PNA, for its part, also argues that the plain language of RCW 77.115.010(2) forecloses
WDFW’s authority to enforce Hydraulic Code requirements on aquaculture processes such as
those involved in geoduck cultivation, notwithstanding the statute’s omission of the phrase
“aquaculture.” Br. of Resp’t PNA at 13. With respect to RCW 77.12.047(3), PNA responds that
RCW 77.115.010(2) must be read in context with RCW 77.12.047(3), and that together, these
statutes unambiguously restrain WDFW’s authority to regulate the conduct at issue.
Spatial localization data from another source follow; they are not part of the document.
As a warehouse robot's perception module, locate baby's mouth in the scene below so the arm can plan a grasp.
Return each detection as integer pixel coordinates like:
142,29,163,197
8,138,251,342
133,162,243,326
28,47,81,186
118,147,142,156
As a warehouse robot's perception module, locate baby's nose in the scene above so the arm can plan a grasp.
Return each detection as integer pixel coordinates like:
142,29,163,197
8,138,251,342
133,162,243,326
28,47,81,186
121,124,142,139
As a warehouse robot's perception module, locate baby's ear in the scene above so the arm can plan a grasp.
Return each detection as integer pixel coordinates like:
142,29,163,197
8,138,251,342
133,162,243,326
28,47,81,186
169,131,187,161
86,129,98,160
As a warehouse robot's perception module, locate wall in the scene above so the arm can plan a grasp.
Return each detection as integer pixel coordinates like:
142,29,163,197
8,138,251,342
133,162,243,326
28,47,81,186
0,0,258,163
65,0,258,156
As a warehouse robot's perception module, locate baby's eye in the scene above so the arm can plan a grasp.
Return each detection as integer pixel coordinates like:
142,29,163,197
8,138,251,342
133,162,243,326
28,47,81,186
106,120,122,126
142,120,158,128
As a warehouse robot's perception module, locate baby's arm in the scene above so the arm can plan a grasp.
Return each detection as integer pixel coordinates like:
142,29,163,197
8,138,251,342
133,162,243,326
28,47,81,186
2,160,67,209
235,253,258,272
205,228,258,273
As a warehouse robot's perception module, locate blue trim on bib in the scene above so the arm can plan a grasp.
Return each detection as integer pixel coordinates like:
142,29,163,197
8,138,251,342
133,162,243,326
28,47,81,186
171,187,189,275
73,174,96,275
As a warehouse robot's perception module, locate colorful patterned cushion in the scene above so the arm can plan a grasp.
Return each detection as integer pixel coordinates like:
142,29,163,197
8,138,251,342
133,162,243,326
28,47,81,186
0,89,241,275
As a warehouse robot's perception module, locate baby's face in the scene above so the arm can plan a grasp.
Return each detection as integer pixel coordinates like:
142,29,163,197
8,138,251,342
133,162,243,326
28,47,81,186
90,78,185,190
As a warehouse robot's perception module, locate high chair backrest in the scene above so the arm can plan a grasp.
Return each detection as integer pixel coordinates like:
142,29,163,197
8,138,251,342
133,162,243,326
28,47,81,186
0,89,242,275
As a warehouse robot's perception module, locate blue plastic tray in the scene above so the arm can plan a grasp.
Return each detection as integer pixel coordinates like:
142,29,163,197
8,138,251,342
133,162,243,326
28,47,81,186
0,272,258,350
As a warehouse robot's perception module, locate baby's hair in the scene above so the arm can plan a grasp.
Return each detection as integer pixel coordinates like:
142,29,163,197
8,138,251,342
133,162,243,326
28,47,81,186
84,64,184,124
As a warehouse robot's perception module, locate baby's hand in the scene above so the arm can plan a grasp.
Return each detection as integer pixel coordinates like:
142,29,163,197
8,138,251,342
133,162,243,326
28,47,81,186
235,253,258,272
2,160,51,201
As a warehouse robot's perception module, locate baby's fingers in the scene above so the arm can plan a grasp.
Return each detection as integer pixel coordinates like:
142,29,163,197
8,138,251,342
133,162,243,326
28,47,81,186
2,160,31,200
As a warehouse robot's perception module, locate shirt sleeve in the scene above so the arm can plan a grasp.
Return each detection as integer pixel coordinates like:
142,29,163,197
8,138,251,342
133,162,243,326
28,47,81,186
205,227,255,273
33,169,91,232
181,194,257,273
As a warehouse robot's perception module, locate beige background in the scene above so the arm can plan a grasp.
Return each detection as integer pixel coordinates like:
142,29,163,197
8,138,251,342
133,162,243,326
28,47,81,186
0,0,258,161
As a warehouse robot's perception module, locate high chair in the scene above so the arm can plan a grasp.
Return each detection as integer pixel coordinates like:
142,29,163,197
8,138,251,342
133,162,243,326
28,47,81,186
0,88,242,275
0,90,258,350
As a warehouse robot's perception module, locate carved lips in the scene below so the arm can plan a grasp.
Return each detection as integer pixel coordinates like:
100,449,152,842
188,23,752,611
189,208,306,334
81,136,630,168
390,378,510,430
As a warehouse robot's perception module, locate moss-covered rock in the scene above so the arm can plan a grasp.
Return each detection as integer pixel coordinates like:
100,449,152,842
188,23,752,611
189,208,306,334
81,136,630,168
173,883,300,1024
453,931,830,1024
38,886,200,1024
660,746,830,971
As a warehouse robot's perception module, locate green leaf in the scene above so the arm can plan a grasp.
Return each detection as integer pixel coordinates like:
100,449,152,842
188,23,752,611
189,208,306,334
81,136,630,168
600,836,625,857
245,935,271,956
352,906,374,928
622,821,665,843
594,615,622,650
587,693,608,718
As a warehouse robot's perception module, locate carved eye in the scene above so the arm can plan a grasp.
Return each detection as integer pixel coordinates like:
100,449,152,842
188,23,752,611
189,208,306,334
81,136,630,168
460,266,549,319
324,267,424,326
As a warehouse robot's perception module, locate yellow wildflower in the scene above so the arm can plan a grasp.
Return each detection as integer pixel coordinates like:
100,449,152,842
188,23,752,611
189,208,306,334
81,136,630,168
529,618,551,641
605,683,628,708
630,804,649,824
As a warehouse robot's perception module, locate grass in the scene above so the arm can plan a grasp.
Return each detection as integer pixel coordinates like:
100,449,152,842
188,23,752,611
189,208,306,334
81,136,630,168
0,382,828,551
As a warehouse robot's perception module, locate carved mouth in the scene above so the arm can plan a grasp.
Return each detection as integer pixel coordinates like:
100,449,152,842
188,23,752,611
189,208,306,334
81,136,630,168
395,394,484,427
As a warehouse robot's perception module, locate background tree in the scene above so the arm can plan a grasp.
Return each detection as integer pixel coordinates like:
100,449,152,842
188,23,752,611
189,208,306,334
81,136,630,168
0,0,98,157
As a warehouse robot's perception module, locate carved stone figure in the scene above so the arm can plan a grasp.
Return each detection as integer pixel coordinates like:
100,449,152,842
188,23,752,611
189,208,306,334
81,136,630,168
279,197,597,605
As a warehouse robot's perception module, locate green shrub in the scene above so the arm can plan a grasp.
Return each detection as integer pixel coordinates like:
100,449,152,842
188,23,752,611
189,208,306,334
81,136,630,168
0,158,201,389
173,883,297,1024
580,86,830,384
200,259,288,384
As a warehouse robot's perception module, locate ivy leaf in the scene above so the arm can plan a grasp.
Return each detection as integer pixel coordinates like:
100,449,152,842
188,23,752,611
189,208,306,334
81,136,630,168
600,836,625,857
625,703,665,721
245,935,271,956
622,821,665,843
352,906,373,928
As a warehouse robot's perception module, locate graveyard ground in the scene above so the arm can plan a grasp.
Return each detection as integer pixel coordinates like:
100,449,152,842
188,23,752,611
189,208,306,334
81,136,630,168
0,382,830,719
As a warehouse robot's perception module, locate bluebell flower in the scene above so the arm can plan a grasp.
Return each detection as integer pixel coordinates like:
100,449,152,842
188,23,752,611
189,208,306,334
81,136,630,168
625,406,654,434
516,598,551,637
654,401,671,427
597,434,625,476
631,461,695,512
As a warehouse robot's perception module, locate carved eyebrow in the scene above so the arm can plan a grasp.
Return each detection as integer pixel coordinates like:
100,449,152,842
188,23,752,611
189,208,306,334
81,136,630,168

To the extent that WDFW and PNA assert that RCW 77.115.010(2) must be read to
necessarily limit WDFW’s authority with respect to any project an aquatic farmer would undertake
within the realm of aquaculture, we disagree with that position. Instead, we hold that although
RCW 77.115.010(2) limits WDFW’s authority to regulate aquatic farmers and aquatic products, it
does not wholly constrict WDFW’s authority to enforce the Hydraulic Code for all activities that
may occur at an aquaculture facility. In addition, RCW 77.12.047(3) expressly exempts from the
Fish and Wildlife Commission’s rulemaking authority the ability to adopt, amend, and repeal rules
that pertain to methods and materials used in taking private sector cultured aquatic products.
When these statutes are considered in context with one another, their meaning is
unambiguous, and the result is that WDFW cannot enforce Hydraulic Code permitting
requirements on the geoduck aquaculture processes involved in the instant case. But certain
hydraulic projects conducted by an aquatic farmer at an aquaculture facility, such as construction
of a bulkhead or boat ramp, still require an HPA permit. Accordingly, WAC 220-660-040(2)(l) is
a valid rule.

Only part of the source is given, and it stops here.